A 20 ans, on cherche toujours, cœur éperdu, la trace des pas anciens, des années oubliées, pour que la vie puisse recommencer. Je suis à moi seul tous les grands enfants abandonnés du monde pense Jean.
Sa longue errance s'achève sur le rivage lointain de tous les espoirs, qui est aussi celui du supplice des anges... Préfacier enflammé de ce conte initiatique étrange et cruel, Marcel Moreau en chante la poésie sublime et équivoque ; les scansions graves et prégnantes.
J'aurais voulu, à mon tour, me laisser porter par ce premier roman d'Edith Soonckindt, conçu comme une offrande aux mémoires des grands marins, cap-hornier, pêcheur d'Islande ou terre-neuvas, de sa famille (pourquoi n'a-t-elle pas gardé leur beau nom, Soonckindt, plein de sens en vieux flamand ?). Est-ce l'histoire qui a retenu mon élan : compliquée à l'excès, cultivant la bizarrerie, les obsessions macabres ? L'écriture, parfois belle dans son rythme incantatoire, son lyrisme sombre, mais souvent approximative, et affligée d'une ponctuation biscornue ?

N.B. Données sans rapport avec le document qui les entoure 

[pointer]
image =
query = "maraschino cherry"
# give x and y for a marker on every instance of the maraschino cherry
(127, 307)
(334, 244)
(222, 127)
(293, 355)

Dommage : il y avait une justesse émouvante dans les premiers chapitres, imprégnés de la solitude et de la tristesse inconsolable des enfants perdus. Enfant trop petit malhabile, maudit. Etranger toujours tu seras, aux autres et à toi-même, même les chemins qui mènent au cœur, seront pour toi ceux de l'oubli.